March 8, 2004
J. Michael Bailey ranted for 30 minutes at the IASR conference about the controversy he's in. He said that if you had the audacity to disagree with his science, you must be siding with identity radicals, instead of the "latest science on transsexualism." He's not the only one who rants about how his side is made up of objective scientists, while claiming that our side is radical extremists. Anne Lawrence equated Bailey to Copernicus in her open letter to LLF (no extreme claim there). What nonsense. Since when is it an extremist belief to care about how you are stereotyped and abused by researchers. We are going to stand up against their hateful defamations no matter how much they try to couch it as objective science.
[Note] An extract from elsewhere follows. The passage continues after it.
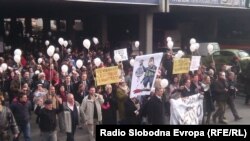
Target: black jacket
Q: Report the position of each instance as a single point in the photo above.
(155, 111)
(48, 118)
Bailey, Blanchard, Lawrence, LeVay and Zucker have a lot of power, so psychologists are cautious about standing up to them. Some have still responded. John Bancroft, director of The Kinsey Institute and a respected sexologist, said at the IASR 2003 conference, "Michael, I would caution you against calling this book 'science' because I have read it...and I can tell you it is NOT science." Randi Ettner, a psychologist and respected author of "Gender Loving Care: A Guide to Counseling Gender-Variant Clients", told the Chicago Reader that Bailey's book has "had a crushing effect on the transgender community and the research on transgender issues." She says that autogynephilia is "such an oversimplification." Eli Coleman, outgoing president of HBIGDA and respected sexologist, said of Bailey's book in his keynote address at HBIGDA 2003, "We need to challenge bad science."
Madeline Wyndzen, Ph.D., a psychologist who happens to be a transsexual woman, has followed-up further on Coleman's challenge. She has written a definitive scientific critique, carefully crafted within current psychological terminology and paradigms, of J. Michael Bailey's claim that transsexuals are obsessive liars. She previously wrote a definitive scientific critique of Ray Blanchard's theory of Autogynephilia and about how calling transsexuals mentally ill with the label "Gender Identity Disorder" distorts psychological research. In the process, she reveals incredibly deep flaws in Blanchard's work and also in Bailey's crude oversimplification and overextension of that work.
Wyndzen's work is the epitome of "speaking softly and carrying a big stick." She doesn't need to rant about how her work is science or compare herself to Copernicus. It's obvious how thoughtful she is about science. Check it out: In page after page, she shows flaw after flaw in the supposedly scientific thinking of J. Michael Bailey and Ray Blanchard.
In particular, Wyndzen shows how Bailey's and Blanchard's case is built upon a foundation of two of Blanchard's old research papers, one from 1985 and one from 1986. She shreds those old papers, including even showing where Blanchard's own data support what transsexuals say instead of what he says! If you know somebody who is buying into Bailey's and Blanchard's claim that we oppose science, then send them to Wyndzen's essays.
If Madeline Wyndzen makes any errors, it is by being too nice. She defends Anne Lawrence and Ray Blanchard as good-intentioned people, even though they are unwavering and extreme in their support of J. Michael Bailey. She never mentions that Bailey is accused of sleeping with a counseling patient, fabricating part of his book, or deceiving and abusing his research participants by publishing case-history information without notice or permission. And she doesn't talk at all about Bailey's attempt to find eugenics solutions to the "evolutionary paradox" of homosexuality.
Instead Wyndzen gives Bailey the benefit of the doubt by guessing he only got caught up in being a university Rush Limbaugh and the next Dr. Laura. It is obvious that Madeline herself feels hurt by Bailey's stereotypes of us, and yet she asks us to forgive him. Her idealism and open heart are touching, especially in a world that treats transsexual women so unfairly. However, she is ultimately wrong to forgive those who defame us and work against us without FIRST getting THEM to apologize to us. Nevertheless, despite her sensitivity, Wyndzen's arguments carry the full force of science. Bailey keeps on saying that his side is science and our side is politics. Wyndzen shows that our side is countering Bailey with well-reasoned political criticism AND good science, whilst Bailey's side is into political oppression and sloppy science.